In criteria-related validity, you check the performance of your operationalization against some criterion. How is this different from content validity? In content validity, the criteria are the construct definition itself – it is a direct comparison. In criterion-related validity, we usually make a prediction about how the operationalization will perform based on our theory of the construct. The differences among the different criterion-related validity types is in the criteria they use as the standard for judgment.

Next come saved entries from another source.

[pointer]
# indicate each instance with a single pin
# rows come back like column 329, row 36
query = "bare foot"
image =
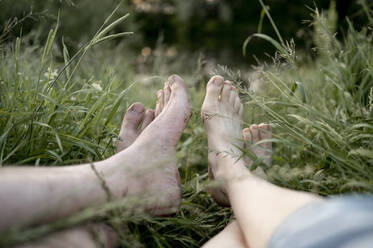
column 222, row 116
column 150, row 163
column 134, row 122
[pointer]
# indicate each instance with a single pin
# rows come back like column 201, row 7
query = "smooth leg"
column 230, row 237
column 259, row 206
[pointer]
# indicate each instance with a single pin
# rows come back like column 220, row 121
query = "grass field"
column 57, row 111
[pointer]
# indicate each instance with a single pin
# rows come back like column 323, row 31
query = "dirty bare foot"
column 222, row 116
column 134, row 122
column 149, row 164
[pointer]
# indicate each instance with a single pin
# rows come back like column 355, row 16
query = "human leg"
column 259, row 206
column 134, row 122
column 42, row 196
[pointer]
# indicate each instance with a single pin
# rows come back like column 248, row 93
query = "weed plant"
column 57, row 112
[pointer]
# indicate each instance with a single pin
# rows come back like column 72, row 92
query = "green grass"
column 320, row 109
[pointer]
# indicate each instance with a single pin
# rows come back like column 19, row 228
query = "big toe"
column 178, row 99
column 214, row 88
column 133, row 116
column 129, row 130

In predictive validity, we assess the operationalization’s ability to predict something it should theoretically be able to predict. For instance, we might theorize that a measure of math ability should be able to predict how well a person will do in an engineering-based profession. We could give our measure to experienced engineers and see if there is a high correlation between scores on the measure and their salaries as engineers. A high correlation would provide evidence for predictive validity – it would show that our measure can correctly predict something that we theoretically think it should be able to predict.
In concurrent validity, we assess the operationalization’s ability to distinguish between groups that it should theoretically be able to distinguish between. For example, if we come up with a way of assessing manic-depression, our measure should be able to distinguish between people who are diagnosed manic-depression and those diagnosed paranoid schizophrenic. If we want to assess the concurrent validity of a new measure of empowerment, we might give the measure to both migrant farm workers and to the farm owners, theorizing that our measure should show that the farm owners are higher in empowerment. As in any discriminating test, the results are more powerful if you are able to show that you can discriminate between two groups that are very similar.
In convergent validity, we examine the degree to which the operationalization is similar to (converges on) other operationalizations that it theoretically should be similar to. For instance, to show the convergent validity of a Head Start program, we might gather evidence that shows that the program is similar to other Head Start programs. Or, to show the convergent validity of a test of arithmetic skills, we might correlate the scores on our test with scores on other tests that purport to measure basic math ability, where high correlations would be evidence of convergent validity.
In discriminant validity, we examine the degree to which the operationalization is not similar to (diverges from) other operationalizations that it theoretically should be not be similar to. For instance, to show the discriminant validity of a Head Start program, we might gather evidence that shows that the program is not similar to other early childhood programs that don’t label themselves as Head Start programs. Or, to show the discriminant validity of a test of arithmetic skills, we might correlate the scores on our test with scores on tests that of verbal ability, where low correlations would be evidence of discriminant validity.